Taxi-driver
Après avoir échoué à deviner ma provenance, le chauffeur du taxi dans lequel je viens d’embarquer démarre simultanément la voiture et son auto... biographie. Il est Allemand, il m’en apporte la preuve en réussissant à prononcer « Chuchichäschli » dès qu’il apprend que je viens de Suisse. Suisse romande, mais bon, Zurich - Genève, ça correspond à la distance Los Angeles Nord - Los Angeles Sud. À vingt-quatre ans, il a émigré à Miami, qu’il a quittée pour rejoindre Las Vegas il y a environ seize ans.
− Ah bon, vous préférez ici ?
− Oh non ! C’est au milieu de désert, loin de tout, il n’y a rien à faire.
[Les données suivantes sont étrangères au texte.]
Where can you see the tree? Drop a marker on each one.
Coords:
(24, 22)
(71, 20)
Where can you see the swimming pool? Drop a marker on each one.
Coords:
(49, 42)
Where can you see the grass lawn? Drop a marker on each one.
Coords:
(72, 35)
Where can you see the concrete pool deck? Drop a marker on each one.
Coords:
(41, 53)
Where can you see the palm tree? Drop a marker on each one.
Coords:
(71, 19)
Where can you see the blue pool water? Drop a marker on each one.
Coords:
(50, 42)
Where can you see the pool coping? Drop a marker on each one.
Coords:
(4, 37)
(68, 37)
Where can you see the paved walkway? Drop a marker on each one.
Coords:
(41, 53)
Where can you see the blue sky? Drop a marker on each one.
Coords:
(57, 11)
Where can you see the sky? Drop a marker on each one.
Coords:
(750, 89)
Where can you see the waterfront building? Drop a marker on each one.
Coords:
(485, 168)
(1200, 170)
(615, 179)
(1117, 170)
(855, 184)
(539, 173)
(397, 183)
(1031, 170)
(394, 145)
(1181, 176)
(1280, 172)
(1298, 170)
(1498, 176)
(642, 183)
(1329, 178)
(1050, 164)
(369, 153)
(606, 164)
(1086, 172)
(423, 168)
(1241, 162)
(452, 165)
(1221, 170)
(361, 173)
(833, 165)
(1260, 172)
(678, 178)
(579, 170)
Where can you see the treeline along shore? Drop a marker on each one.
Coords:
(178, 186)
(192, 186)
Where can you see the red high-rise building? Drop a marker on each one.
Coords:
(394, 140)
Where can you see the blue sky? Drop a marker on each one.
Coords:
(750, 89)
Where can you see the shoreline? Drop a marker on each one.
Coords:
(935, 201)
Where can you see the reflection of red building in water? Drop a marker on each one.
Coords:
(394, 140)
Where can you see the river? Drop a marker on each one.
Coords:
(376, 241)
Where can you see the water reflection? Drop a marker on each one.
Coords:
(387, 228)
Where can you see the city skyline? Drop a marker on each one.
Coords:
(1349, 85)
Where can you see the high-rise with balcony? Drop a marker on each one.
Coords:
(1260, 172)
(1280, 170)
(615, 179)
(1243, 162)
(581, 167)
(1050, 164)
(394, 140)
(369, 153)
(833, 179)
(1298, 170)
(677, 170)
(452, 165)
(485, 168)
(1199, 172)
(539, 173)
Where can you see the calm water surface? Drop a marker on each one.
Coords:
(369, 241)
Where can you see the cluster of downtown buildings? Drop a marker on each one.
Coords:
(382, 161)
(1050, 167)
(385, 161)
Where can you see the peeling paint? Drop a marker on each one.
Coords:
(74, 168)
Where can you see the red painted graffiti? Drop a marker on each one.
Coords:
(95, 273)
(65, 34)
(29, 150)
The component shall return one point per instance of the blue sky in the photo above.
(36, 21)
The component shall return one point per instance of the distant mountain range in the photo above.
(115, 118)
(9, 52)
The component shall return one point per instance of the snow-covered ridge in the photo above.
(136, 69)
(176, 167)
La soixantaine, une face ronde à moitié chauve, le geste mesuré, il a gardé l’allure de ses compatriotes allemands. Aucun tatouage : ni fille à poil sur l’épaule ni tête de mort sur l’avant-bras. Sa conduite est flegmatique, il parle calmement et passerait tout aussi bien pour un retraité peinard de Francfort ou de Hambourg que pour un type qui a traversé un océan pour venir s’installer au milieu du désert.
− Pourquoi êtes-vous venu ici ?
− Je déteste les histoires, j’aime bien être peinard chez moi. C’était l’idée de ma femme.
Un coup d’œil sur le tableau de bord m’assure que le compteur fonctionne normalement. Une seule conclusion semble s’imposer : soit c’est un dangereux parano-schizophrène qui a laissé derrière lui une série de crimes jamais élucidés, soit c’est vraiment l’un des seuls pères tranquilles de Las Vegas
− Vous vous êtes habitué depuis ?
− Quand j’ai fini, je rentre tranquillement chez moi. Les habitants de Vegas, on vient jamais sur le Strip, sauf si on est obligé ou pour faire visiter à des amis. Il n’y a que les touristes qui y vont. C’est la première fois que vous venez ?
Je ne vois pas d’arme, je n’ai décelé aucune trace de sang sous les sièges, mais il y a beaucoup de trous dans le désert, et qui ne sont pas tous vides. Ne pas passer pour un naïf, un bleu, je suis quelqu’un à qui on ne l’a fait pas :
− Non, non, je suis venu très souvent. Cette année j’ai vu Love au Mirage, et d’autres années, j’ai vu Ô, Elvis et plusieurs spectacles du Cirque du Soleil. Vous n’allez pas voir les shows ?
− Pas si je peux éviter. J’ai vu Kā avec ma femme, elle devait me taper du coude parce que je m’endormais.
− Vous n’avez pas aimé ? C’est au Wynn ?
− Non, au MGM. C’est toujours la même chose, j’avais de la peine à pas ronfler.
− Pourquoi vous y étiez ?
− Pour faire plaisir à ma femme. On reçoit des bons pour des spectacles. Si je ne les obtiens que deux ou trois jours à l’avance, c’est trop tard pour les revendre sur ebay, alors parfois j’y vais avec ma femme, comme ça elle est contente.
On est déjà arrivé. Mon chauffeur n’a pris aucun détour, le compteur n’a pas l’air trafiqué, pas d’entourloupe en vue. Il s’arrête devant l’entrée Nord du Bellagio et ne me réclame pas d’avantage que les dix-sept dollars affichés. Je sors, je lui tends un billet de vingt, il démarre et l’on reprend chacun sa vie.